The problem was that they re-used the same code, the same architecture decisions, the same security tradeoffs for what are essentially 100% private systems. We need to see who on our payroll is monkeying around with our servers! There is NO expectation of privacy for staff! GDPR does NOT apply to non-European government departments! Etc...
To this day I still see gaps in their logging where some Microsoft dev just "oops" forgot to log the identity of the account triggering the action. The most frustrating one for me is that Deployments don't log the identity of the user. It's one of only three administrative APIs that they have!
[1] As an aside: The plan had a 3-year Reservation on it, which meant that we were now paying for the original plan and something twice the size and non-Reserved! This was something like 5x the original cost, with no warning and no obvious way to see from the Portal UI that you're changing away from a Reserved size.
There is just... not for this. This is literally the case allowed by GDPR, only thing that GDPR requires is making sure those logs can only be accessed by people designated in organisation to parse it
It was also nonsense because the GDPR is crystal clear about where PII may be used. Audit logs are one of those exceptions where the goal of identifying users simply permits storing usernames and associated attributes (certainly in the case of upgrading a paid plan).
This wasn't about the GDPR; you were being told to sod off.
Vast misunderstanding of GDPR by the clowns implementing it is also possible; or just "can't be arsed so hide it all"
Most businesses using a public cloud need to log the activities of their staff accessing their own systems, which has an entirely different set of policies.

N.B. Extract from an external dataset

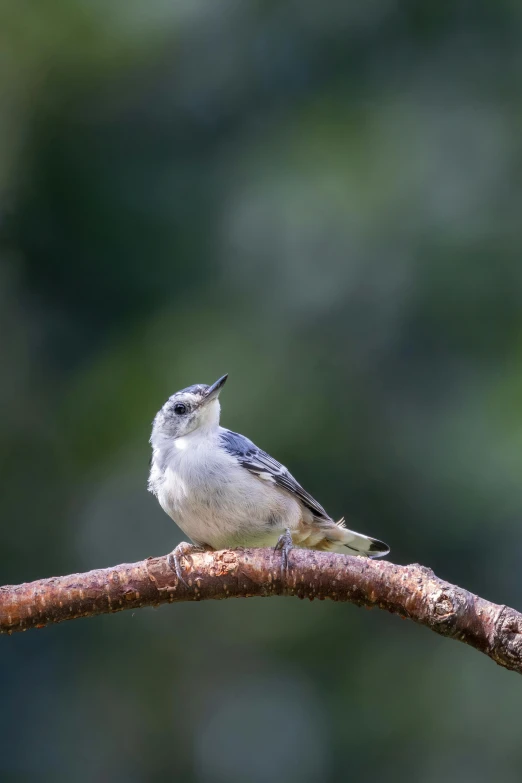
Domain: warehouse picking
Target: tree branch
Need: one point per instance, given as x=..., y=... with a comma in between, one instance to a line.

A similar example is Azure Application Insights. Microsoft uses it internally, so they keep removing features that log PII to be "GDPR compliant". Again, they're logging the activities of the general public across the entire world population, so GDPR legitimately applies. To them! Not us. Most of our scenarios are internal staff or partner organisations accessing private systems. Not only do we not do business with anyone from Europe, our systems are either privately networked or geo region locked. Europeans can't access anything in our local state government's internal staff portal even if they wanted to! Unless they hack us... but then we would very much like to log that.
But Microsoft can totally handle applying the GDPR correctly. They have a lot of countries as customer which use Azure in some capacity and where the need for comprehensive audit logging exists. What you were seeing is a bug; or rather a design flaw, marked as WONTFIX. Some customer rep was giving you the two-fingered salute by starting with 'but GDPR…'.